Admittedly, we only have a rudimentary knowledge of graphic design ourselves. And for really demanding projects, you should look for a professional.  

A little knowledge of programs and colors is still essential to quickly implement small things yourself - even if they are only for a newsletter. Here are our three graphic design tips for dummies. 

Tip 1: Use Free Photos and Icons 

For Free Photos: The Pixabay website claims it has over a million free photos. The Unsplash database for free photos that you can even use commercially. You don't even have to specify the watch lifter (although that's always the decent way, of course). Alternatively, the Pexels database also offers many free images. 

For free icons: If you need small vector icons, e.g., for internal presentations, Flaticon is the right website. Another free icon website is Thenounproject. Remember to search with English keywords. Another great thing is that you can download the icons in various file formats.

Tip 2: Know the Correct File Format 

Photos, graphics, and illustrations can be divided into two broad formats: pixel graphics and vector graphics: 

Pixel graphics (.bmp, .jpg, .png) consist of individual pixels. Their big disadvantage: If you try to enlarge them, they quickly become blurred. 

Vector graphics (.svg, .pdf, .eps, .ai) consist of lines (paths) that connect individual points with one another. This means that they can be enlarged or reduced as required without any loss. And because each individual line can be edited at any time. The entire graphics can also be easily changed afterward. Vector graphics are perfect for logos but not suitable for photos. 

Now, let's take a closer look at those formats: 

The .png format works well for logos and illustrations. Since every additional color inflates the file size, it is excellent for files with few colors - like logos. The significant advantage: A transparent background is supported. That means you can put a png file in front of any background. 

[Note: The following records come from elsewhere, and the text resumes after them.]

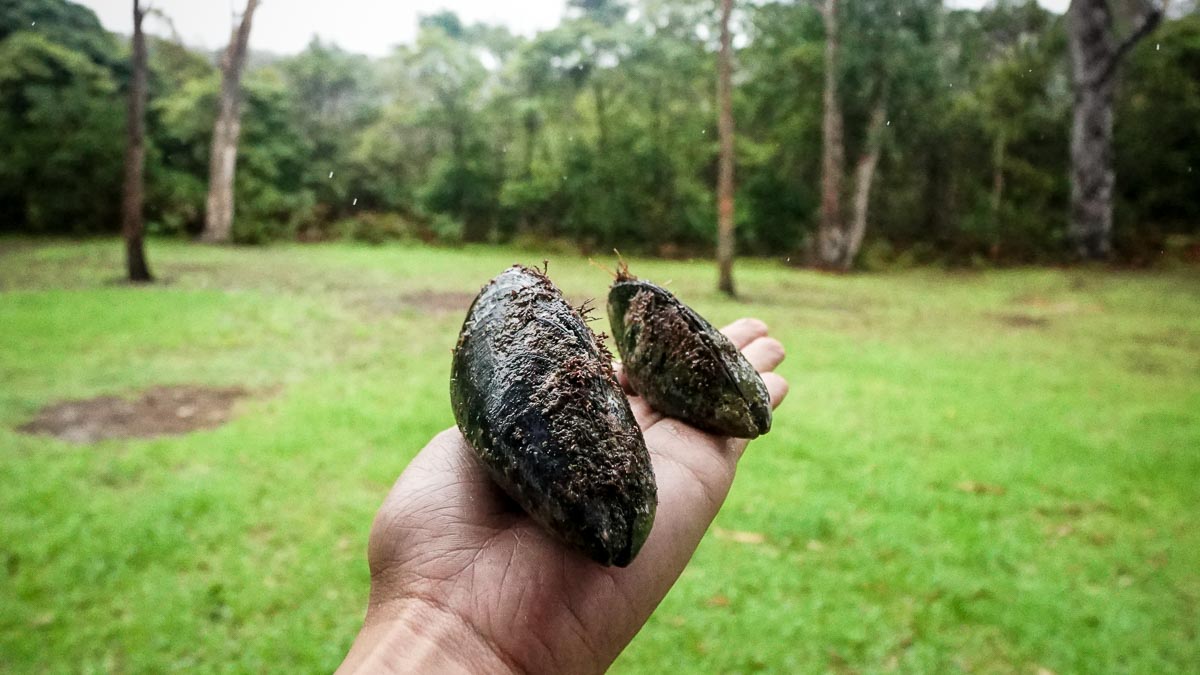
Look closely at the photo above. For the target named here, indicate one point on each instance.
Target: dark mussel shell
(534, 393)
(682, 365)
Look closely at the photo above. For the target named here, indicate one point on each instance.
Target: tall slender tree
(223, 156)
(133, 195)
(725, 242)
(1096, 55)
(833, 161)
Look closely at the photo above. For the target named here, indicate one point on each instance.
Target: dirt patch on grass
(425, 302)
(161, 411)
(1023, 320)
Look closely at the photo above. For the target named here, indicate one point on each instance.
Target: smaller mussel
(534, 392)
(682, 365)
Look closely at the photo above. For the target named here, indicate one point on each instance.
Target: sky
(367, 27)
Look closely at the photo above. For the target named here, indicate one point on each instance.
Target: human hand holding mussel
(462, 580)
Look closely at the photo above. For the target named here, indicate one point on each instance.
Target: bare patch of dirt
(427, 302)
(1023, 320)
(161, 411)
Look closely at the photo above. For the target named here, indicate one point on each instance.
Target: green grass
(1071, 399)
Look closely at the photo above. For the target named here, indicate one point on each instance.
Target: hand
(462, 579)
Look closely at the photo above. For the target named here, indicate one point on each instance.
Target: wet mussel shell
(534, 393)
(682, 365)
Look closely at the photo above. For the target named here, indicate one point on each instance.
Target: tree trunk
(725, 243)
(133, 197)
(999, 149)
(831, 238)
(864, 175)
(223, 157)
(601, 115)
(1095, 59)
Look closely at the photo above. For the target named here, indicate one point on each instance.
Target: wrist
(418, 635)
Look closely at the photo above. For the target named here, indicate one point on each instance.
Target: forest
(603, 132)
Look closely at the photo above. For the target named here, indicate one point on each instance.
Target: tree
(133, 196)
(1095, 59)
(60, 137)
(829, 234)
(226, 132)
(725, 242)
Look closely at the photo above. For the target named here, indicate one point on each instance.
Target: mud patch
(424, 302)
(1023, 320)
(161, 411)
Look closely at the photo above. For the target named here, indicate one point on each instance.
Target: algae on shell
(534, 393)
(682, 365)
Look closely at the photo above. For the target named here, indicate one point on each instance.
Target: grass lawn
(994, 472)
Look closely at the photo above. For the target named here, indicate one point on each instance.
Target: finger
(777, 387)
(643, 412)
(623, 380)
(744, 330)
(765, 353)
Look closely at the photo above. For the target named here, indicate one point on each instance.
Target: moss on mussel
(682, 365)
(534, 393)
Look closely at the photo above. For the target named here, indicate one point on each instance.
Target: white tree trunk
(864, 177)
(725, 242)
(1095, 59)
(226, 133)
(831, 237)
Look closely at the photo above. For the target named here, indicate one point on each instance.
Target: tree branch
(1147, 21)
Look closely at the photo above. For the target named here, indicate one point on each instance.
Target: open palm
(450, 549)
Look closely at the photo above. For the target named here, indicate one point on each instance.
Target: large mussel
(534, 393)
(682, 365)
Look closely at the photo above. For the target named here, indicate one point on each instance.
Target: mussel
(682, 365)
(533, 390)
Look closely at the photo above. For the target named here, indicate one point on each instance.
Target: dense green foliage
(601, 131)
(985, 472)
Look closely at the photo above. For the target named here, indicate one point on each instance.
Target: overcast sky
(367, 27)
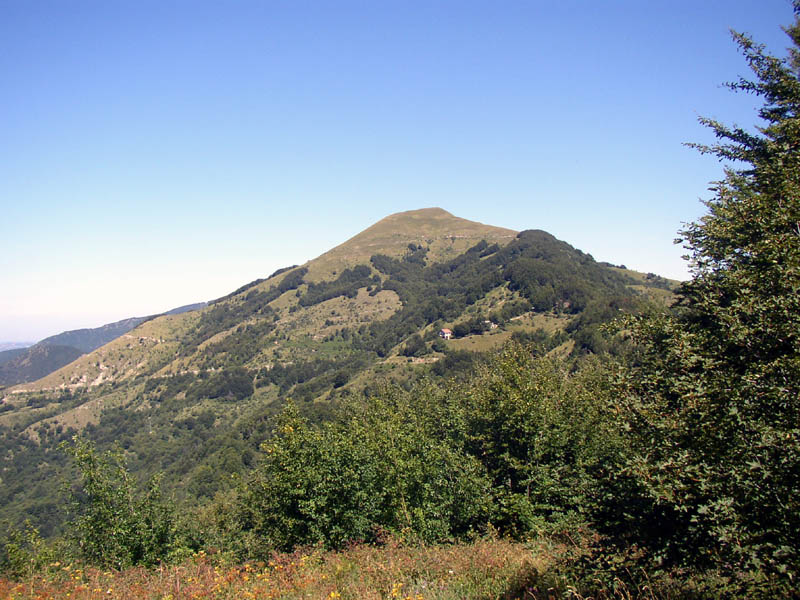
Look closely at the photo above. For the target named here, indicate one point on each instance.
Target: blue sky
(158, 153)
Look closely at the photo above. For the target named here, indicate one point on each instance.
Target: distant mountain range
(20, 365)
(420, 294)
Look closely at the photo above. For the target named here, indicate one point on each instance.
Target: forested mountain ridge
(36, 361)
(192, 393)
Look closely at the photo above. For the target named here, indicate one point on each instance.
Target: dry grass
(484, 569)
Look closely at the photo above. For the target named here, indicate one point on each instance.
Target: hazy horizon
(158, 155)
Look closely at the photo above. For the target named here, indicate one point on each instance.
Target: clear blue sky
(158, 153)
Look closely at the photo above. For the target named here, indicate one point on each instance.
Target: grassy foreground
(483, 569)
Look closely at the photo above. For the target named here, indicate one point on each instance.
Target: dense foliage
(668, 455)
(712, 397)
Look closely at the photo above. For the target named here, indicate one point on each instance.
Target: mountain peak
(443, 233)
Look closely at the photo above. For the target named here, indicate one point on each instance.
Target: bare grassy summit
(445, 234)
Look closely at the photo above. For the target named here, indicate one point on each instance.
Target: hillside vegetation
(613, 446)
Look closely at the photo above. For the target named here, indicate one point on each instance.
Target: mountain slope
(36, 362)
(192, 394)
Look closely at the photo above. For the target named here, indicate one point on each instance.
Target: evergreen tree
(713, 402)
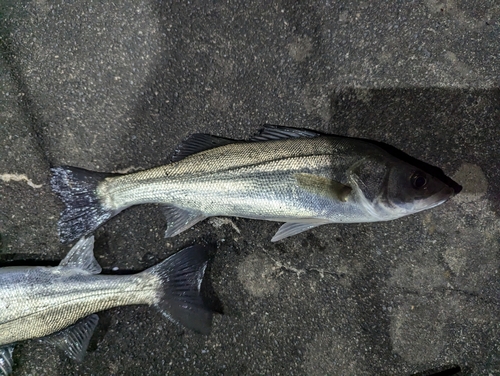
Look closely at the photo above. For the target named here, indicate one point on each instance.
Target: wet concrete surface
(117, 86)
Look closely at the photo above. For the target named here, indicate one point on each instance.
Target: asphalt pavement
(116, 86)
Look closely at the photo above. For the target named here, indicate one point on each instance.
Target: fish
(296, 176)
(59, 304)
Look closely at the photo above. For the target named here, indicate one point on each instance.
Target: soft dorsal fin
(324, 186)
(179, 219)
(198, 142)
(75, 339)
(274, 132)
(6, 360)
(81, 256)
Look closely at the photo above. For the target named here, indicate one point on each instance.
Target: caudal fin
(84, 212)
(180, 300)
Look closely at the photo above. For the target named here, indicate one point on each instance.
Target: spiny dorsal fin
(179, 220)
(81, 256)
(324, 186)
(198, 142)
(75, 339)
(6, 360)
(274, 132)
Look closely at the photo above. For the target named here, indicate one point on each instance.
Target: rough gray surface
(112, 86)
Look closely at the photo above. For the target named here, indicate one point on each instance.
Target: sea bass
(282, 174)
(59, 303)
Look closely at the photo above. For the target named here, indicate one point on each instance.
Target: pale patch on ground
(257, 275)
(20, 177)
(300, 49)
(473, 181)
(334, 354)
(128, 170)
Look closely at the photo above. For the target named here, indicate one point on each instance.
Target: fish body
(58, 303)
(283, 174)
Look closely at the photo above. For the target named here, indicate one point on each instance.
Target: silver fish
(283, 174)
(59, 303)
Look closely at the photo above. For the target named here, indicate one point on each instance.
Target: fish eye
(418, 180)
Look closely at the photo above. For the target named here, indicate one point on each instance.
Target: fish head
(394, 188)
(411, 190)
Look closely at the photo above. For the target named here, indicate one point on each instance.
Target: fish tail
(84, 211)
(180, 300)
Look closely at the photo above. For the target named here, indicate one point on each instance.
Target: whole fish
(58, 303)
(282, 174)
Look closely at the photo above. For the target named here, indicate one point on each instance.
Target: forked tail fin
(84, 212)
(180, 300)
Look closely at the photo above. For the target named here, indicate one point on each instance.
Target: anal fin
(6, 360)
(75, 339)
(179, 219)
(81, 256)
(294, 228)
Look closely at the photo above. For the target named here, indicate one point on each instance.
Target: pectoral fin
(294, 228)
(81, 256)
(75, 339)
(179, 219)
(324, 186)
(6, 360)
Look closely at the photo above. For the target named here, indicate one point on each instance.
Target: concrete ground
(115, 86)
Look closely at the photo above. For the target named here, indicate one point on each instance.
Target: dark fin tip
(84, 213)
(182, 275)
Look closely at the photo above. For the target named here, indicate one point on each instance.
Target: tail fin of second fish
(180, 300)
(84, 212)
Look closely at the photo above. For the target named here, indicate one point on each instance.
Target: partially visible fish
(283, 174)
(59, 303)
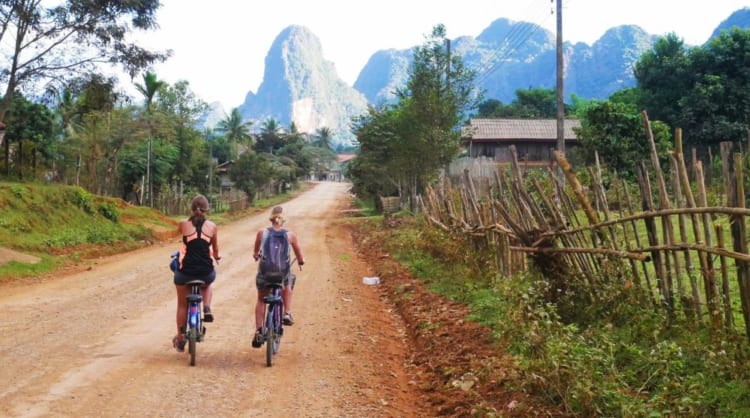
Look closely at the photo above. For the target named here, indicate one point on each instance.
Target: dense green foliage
(69, 39)
(402, 146)
(617, 133)
(612, 357)
(703, 90)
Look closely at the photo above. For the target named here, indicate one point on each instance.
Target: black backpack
(274, 262)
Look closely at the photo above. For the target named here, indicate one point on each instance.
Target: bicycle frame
(194, 329)
(273, 327)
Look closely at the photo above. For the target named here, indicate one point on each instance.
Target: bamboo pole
(740, 244)
(726, 296)
(697, 233)
(707, 268)
(653, 239)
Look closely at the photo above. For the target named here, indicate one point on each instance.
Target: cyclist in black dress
(200, 246)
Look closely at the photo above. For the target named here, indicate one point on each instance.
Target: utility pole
(560, 90)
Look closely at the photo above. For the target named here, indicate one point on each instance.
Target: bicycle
(273, 327)
(194, 329)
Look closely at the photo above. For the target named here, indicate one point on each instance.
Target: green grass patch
(621, 357)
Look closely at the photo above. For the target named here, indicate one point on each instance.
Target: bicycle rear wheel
(270, 335)
(192, 340)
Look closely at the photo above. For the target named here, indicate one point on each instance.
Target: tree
(663, 76)
(31, 124)
(47, 41)
(271, 137)
(439, 94)
(150, 87)
(236, 130)
(616, 132)
(717, 106)
(251, 172)
(323, 137)
(183, 109)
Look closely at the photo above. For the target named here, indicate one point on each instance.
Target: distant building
(534, 139)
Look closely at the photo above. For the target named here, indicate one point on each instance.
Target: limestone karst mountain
(300, 86)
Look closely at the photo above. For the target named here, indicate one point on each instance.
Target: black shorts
(260, 282)
(181, 278)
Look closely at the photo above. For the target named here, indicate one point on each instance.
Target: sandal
(178, 343)
(207, 315)
(288, 320)
(258, 339)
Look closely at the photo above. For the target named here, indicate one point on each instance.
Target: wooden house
(534, 139)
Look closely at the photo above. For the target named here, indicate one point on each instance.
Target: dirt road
(98, 343)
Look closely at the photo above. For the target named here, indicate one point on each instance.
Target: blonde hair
(276, 216)
(198, 210)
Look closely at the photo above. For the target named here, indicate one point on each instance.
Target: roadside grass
(64, 225)
(621, 358)
(61, 225)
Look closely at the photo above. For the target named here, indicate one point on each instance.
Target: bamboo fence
(667, 241)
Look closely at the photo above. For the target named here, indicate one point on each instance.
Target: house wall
(533, 151)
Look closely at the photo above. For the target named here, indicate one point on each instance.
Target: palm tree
(324, 136)
(151, 85)
(271, 136)
(235, 130)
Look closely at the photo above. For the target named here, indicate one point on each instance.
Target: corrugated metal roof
(517, 129)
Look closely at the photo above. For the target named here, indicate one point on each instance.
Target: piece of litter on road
(371, 280)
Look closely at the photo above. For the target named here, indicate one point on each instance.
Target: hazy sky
(220, 45)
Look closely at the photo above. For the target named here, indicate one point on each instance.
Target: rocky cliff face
(300, 86)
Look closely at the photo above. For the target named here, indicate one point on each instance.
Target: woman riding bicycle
(277, 224)
(200, 244)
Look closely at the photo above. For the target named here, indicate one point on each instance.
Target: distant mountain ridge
(300, 86)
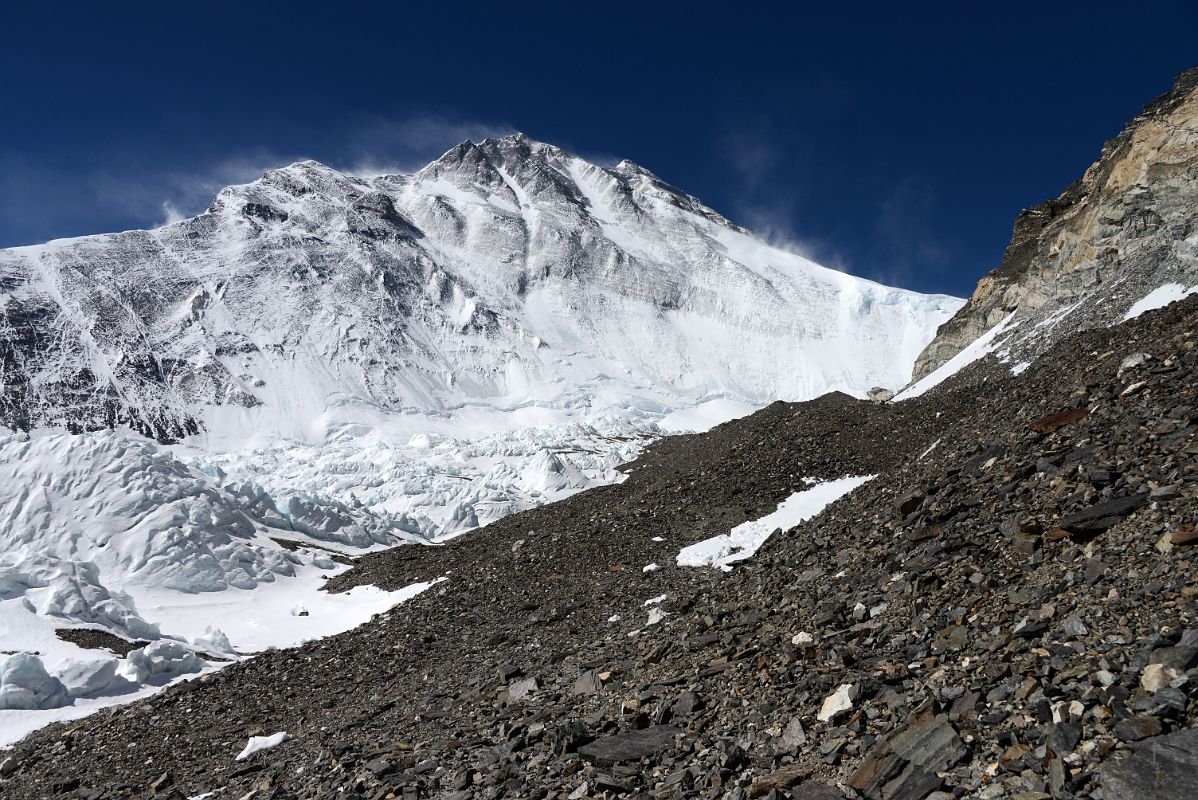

The .jpg format works well for photos because each pixel can be a different color. Even so, the file remains relatively small and takes up little space. The format is entirely unsuitable for logos and illustrations. And: It cannot show any transparency. It is always completely colored. 

The .bmp format is entirely out of date. It combined the disadvantages of .jpg and .png and used to be the default format of Paint. 

The .gifs format is suitable for anything that should move (for example, GIFs). 

The .tif format saves photo files in excellent quality with a lot of storage space. Rather something for more professional photographers who want to transport their images without loss.